Diesel trucks are one of California’s biggest sources of air pollution. Because they are so durable, they can operate for decades and emit significant amounts of diesel pollution. The Truck and Bus Regulation requires all older heavy duty diesel trucks operating in California to be either retrofitted with soot filters or replaced with a 2010 or later model year engine in order to greatly reduce harmful emissions.
The Truck and Bus Regulation also requires that a broker or motor carrier verify that a diesel truck is compliant with regulation requirements before they can hire or dispatch that vehicle.
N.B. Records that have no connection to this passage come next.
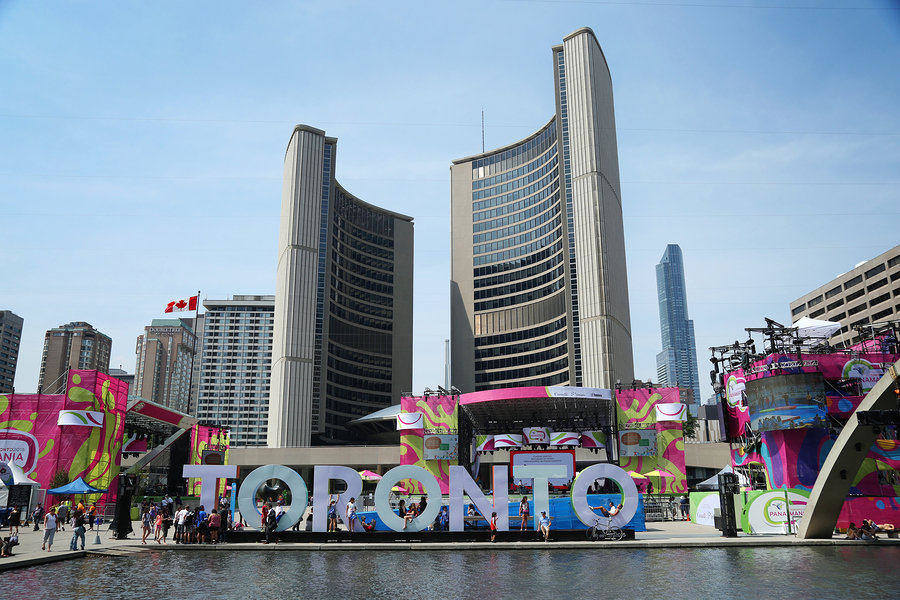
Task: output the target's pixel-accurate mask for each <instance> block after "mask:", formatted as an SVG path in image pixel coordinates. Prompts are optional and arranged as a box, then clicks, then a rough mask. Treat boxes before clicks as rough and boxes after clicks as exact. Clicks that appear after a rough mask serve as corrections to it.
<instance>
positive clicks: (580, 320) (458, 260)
mask: <svg viewBox="0 0 900 600" xmlns="http://www.w3.org/2000/svg"><path fill="white" fill-rule="evenodd" d="M553 69H554V80H555V81H554V83H555V88H556V114H555V115H554V116H553V118H551V119H550V120H549V122H548V123H547V124H546V125H544V126H543V127H542V128H540V129H539V130H538V131H536V132H535V133H533V134H532V135H530V136H528V137H527V138H525V139H523V140H521V141H519V142H516V143H514V144H510V145H509V146H505V147H503V148H499V149H497V150H491V151H489V152H485V153H483V154H478V155H475V156H470V157H468V158H463V159H459V160H456V161H453V165H452V167H451V169H450V178H451V252H452V256H451V292H450V293H451V298H450V311H451V324H450V329H451V338H452V376H451V382H452V384H453V385H455V386H456V387H458V388H459V389H461V390H462V391H463V392H472V391H480V390H488V389H494V388H505V387H517V386H549V385H573V386H585V387H602V388H611V387H613V386H614V385H615V382H616V380H621V381H622V382H623V383H625V382H627V383H630V382H631V380H632V379H633V372H634V367H633V358H632V349H631V317H630V313H629V307H628V277H627V274H626V269H625V234H624V228H623V224H622V201H621V190H620V187H619V165H618V151H617V148H616V125H615V113H614V111H613V97H612V80H611V78H610V74H609V68H608V66H607V64H606V59H605V57H604V56H603V51H602V50H601V49H600V44H599V43H598V42H597V38H596V36H594V32H593V31H591V30H590V29H587V28H583V29H579V30H578V31H576V32H574V33H572V34H571V35H569V36H567V37H566V38H565V39H564V40H563V43H562V44H561V45H559V46H555V47H554V48H553Z"/></svg>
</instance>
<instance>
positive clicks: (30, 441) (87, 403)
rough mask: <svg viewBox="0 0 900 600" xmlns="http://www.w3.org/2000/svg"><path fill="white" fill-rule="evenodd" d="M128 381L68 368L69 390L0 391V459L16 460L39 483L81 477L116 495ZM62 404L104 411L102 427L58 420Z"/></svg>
mask: <svg viewBox="0 0 900 600" xmlns="http://www.w3.org/2000/svg"><path fill="white" fill-rule="evenodd" d="M127 402H128V384H127V383H125V382H122V381H119V380H118V379H115V378H113V377H110V376H109V375H105V374H103V373H98V372H97V371H84V370H72V371H70V372H69V379H68V385H67V388H66V393H65V394H54V395H44V394H40V395H39V394H5V395H2V394H0V460H3V459H4V458H5V459H8V460H9V462H15V463H16V464H18V465H19V466H21V467H22V469H23V470H24V471H25V473H26V475H28V476H29V477H30V478H31V479H33V480H35V481H37V482H38V483H39V484H40V485H41V488H44V489H48V488H51V487H54V486H58V485H63V484H66V483H68V482H70V481H73V480H74V479H75V478H77V477H81V478H82V479H84V480H85V482H87V483H88V484H90V485H92V486H94V487H97V488H100V489H109V493H108V494H102V495H93V496H91V497H90V499H91V500H99V502H100V503H101V504H102V503H105V502H107V501H112V500H114V499H115V495H116V490H117V477H116V476H117V475H118V473H119V465H120V464H121V462H120V461H121V447H122V437H123V433H124V430H125V407H126V405H127ZM61 410H77V411H97V412H102V413H103V425H102V427H87V426H79V425H58V424H57V421H58V418H59V412H60V411H61Z"/></svg>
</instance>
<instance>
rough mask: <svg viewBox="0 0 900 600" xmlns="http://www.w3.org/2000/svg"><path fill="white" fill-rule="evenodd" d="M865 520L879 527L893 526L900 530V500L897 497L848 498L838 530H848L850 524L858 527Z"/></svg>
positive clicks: (847, 498) (839, 516)
mask: <svg viewBox="0 0 900 600" xmlns="http://www.w3.org/2000/svg"><path fill="white" fill-rule="evenodd" d="M863 519H869V520H870V521H874V522H875V523H877V524H878V525H886V524H888V523H889V524H891V525H893V526H894V529H897V530H900V498H898V497H896V496H893V497H891V496H876V497H872V496H862V497H856V498H847V499H846V500H844V506H842V507H841V514H840V515H839V516H838V521H837V527H838V529H842V530H843V529H847V527H848V526H849V525H850V523H853V524H854V525H856V526H857V527H859V525H860V524H861V523H862V520H863Z"/></svg>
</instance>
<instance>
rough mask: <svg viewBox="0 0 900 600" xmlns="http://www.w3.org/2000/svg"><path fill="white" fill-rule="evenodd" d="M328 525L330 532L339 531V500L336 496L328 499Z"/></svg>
mask: <svg viewBox="0 0 900 600" xmlns="http://www.w3.org/2000/svg"><path fill="white" fill-rule="evenodd" d="M327 516H328V527H327V528H326V529H327V530H328V531H329V532H332V531H337V500H335V498H334V496H332V497H331V498H329V500H328V515H327Z"/></svg>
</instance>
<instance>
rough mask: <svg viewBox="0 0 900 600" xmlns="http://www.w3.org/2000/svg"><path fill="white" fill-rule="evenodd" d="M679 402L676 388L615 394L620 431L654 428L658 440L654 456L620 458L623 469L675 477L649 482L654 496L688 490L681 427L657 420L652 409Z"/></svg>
mask: <svg viewBox="0 0 900 600" xmlns="http://www.w3.org/2000/svg"><path fill="white" fill-rule="evenodd" d="M680 402H681V395H680V392H679V390H678V388H652V389H649V390H648V389H646V388H641V389H634V390H632V389H624V390H621V391H617V392H616V403H617V405H618V422H619V429H623V428H626V429H627V428H642V427H643V428H647V429H655V430H656V441H657V452H656V454H655V456H629V457H624V456H623V457H622V460H621V466H622V468H623V469H625V470H626V471H637V472H638V473H649V472H652V471H655V470H657V469H658V470H661V471H666V472H668V473H670V474H671V475H674V478H672V479H669V478H665V477H659V478H653V479H651V481H652V483H653V491H654V493H662V494H669V493H676V494H683V493H685V492H686V491H687V475H686V471H687V469H686V466H685V460H684V435H683V433H682V424H681V422H679V421H663V422H659V421H657V420H656V410H655V408H656V405H657V404H671V403H680ZM642 481H643V480H642ZM644 485H646V484H644Z"/></svg>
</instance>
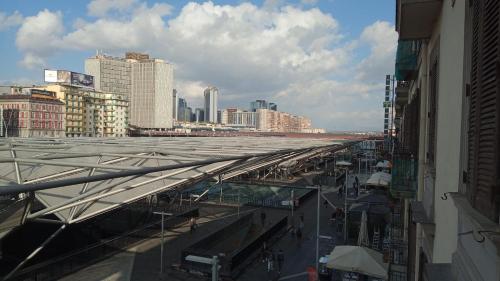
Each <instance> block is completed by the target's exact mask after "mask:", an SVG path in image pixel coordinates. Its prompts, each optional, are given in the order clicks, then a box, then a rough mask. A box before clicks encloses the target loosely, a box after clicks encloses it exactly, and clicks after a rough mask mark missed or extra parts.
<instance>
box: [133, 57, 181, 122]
mask: <svg viewBox="0 0 500 281" xmlns="http://www.w3.org/2000/svg"><path fill="white" fill-rule="evenodd" d="M131 61H132V91H131V92H132V95H131V98H130V124H131V125H133V126H137V127H140V128H148V129H161V128H172V125H173V122H172V118H171V117H172V114H173V113H172V111H173V104H172V100H173V98H172V95H173V91H174V89H173V84H174V83H173V82H174V69H173V66H172V65H171V64H169V63H166V62H165V61H163V60H161V59H143V60H138V61H137V60H131Z"/></svg>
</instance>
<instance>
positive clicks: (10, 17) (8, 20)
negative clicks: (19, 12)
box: [0, 11, 23, 31]
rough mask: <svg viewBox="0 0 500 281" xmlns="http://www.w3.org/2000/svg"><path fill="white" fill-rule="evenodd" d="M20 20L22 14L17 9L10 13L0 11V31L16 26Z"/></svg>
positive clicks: (21, 20) (21, 21)
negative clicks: (13, 12) (18, 11)
mask: <svg viewBox="0 0 500 281" xmlns="http://www.w3.org/2000/svg"><path fill="white" fill-rule="evenodd" d="M22 22H23V16H22V15H21V14H20V13H19V12H18V11H15V12H14V13H12V14H11V15H7V14H6V13H4V12H2V11H0V31H2V30H7V29H9V28H11V27H15V26H18V25H20V24H21V23H22Z"/></svg>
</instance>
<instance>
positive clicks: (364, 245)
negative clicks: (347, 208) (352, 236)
mask: <svg viewBox="0 0 500 281" xmlns="http://www.w3.org/2000/svg"><path fill="white" fill-rule="evenodd" d="M367 228H368V219H367V216H366V211H363V213H361V226H360V227H359V234H358V246H364V247H366V246H369V245H370V241H369V239H368V229H367Z"/></svg>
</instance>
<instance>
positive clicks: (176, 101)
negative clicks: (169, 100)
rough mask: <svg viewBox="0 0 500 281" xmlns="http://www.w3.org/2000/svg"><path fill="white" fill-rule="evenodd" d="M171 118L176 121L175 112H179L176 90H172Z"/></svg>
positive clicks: (178, 106)
mask: <svg viewBox="0 0 500 281" xmlns="http://www.w3.org/2000/svg"><path fill="white" fill-rule="evenodd" d="M172 95H173V96H172V118H173V119H174V120H177V111H178V110H179V97H177V90H176V89H174V91H173V93H172Z"/></svg>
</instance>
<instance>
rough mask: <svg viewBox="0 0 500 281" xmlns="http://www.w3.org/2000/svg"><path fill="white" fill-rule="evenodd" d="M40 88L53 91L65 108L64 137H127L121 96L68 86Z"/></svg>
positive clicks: (126, 116) (125, 120) (123, 105)
mask: <svg viewBox="0 0 500 281" xmlns="http://www.w3.org/2000/svg"><path fill="white" fill-rule="evenodd" d="M40 89H43V90H48V91H52V92H55V94H56V97H57V98H58V99H59V100H61V101H62V102H63V103H64V104H65V105H66V107H65V113H66V114H65V117H66V120H65V121H66V122H65V125H66V126H65V128H66V136H68V137H81V136H88V137H124V136H127V133H128V132H127V131H128V108H129V105H128V100H127V98H126V97H125V96H123V95H118V94H110V93H103V92H101V91H96V90H94V89H90V88H82V87H78V86H72V85H58V84H51V85H46V86H43V87H40Z"/></svg>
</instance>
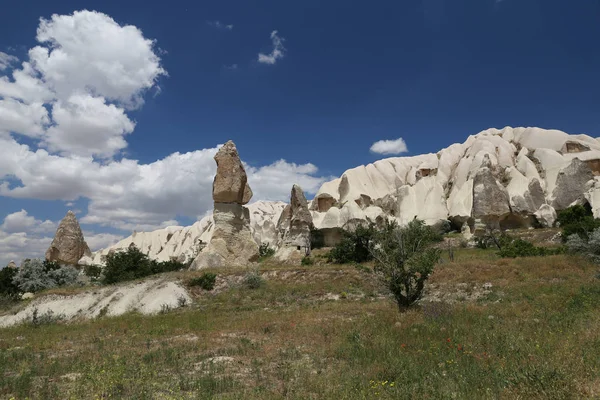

This additional check is an important way to help ensure that compliant trucks are operating in California.
Marten Logistics, a wholly-owned subsidiary of Marten Transport based in Wisconsin, was fined $100,000 for not verifying that each truck hired or dispatched was compliant with California. Of that amount, $75,000 has been directed to the state’s Air Pollution Control Fund to support for air quality research, and $25,000 to the Prescott Joseph Center for Community Enhancement to fund Northern County Breathmobile, a mobile unit that expands health care services to children with asthma in disadvantaged communities in Northern California.
Roadrunner Transportations Systems, also based in Wisconsin, also failed to verify compliance for each vehicle hired or dispatched and maintain records as required by the Truck and Bus Regulation. The company agreed to pay $52,250 in penalties, including $27,250 to the Air Pollution Control Fund and $25,000 to California Safe Schools to fully fund their Ground Truthing project. This project allows community members to locate and map facilities that could be potentially hazardous, and relay the info to CARB and the South Coast Air Quality Monitoring District for follow-up action.
Both Marten and Roadrunner have agreed to comply with all applicable terms of the Truck and Bus Regulation, and not operate or direct the operations of any vehicle subject to the regulation without verifying that each hired or dispatched vehicle is in compliance. The companies have also agreed to maintain accurate and timely records as required.
Diesel exhaust contains a variety of harmful gases and more than 40 other known cancer-causing compounds. In 1998, California identified diesel particulate matter as a toxic air contaminant based on its potential to cause cancer, premature death and other health problems.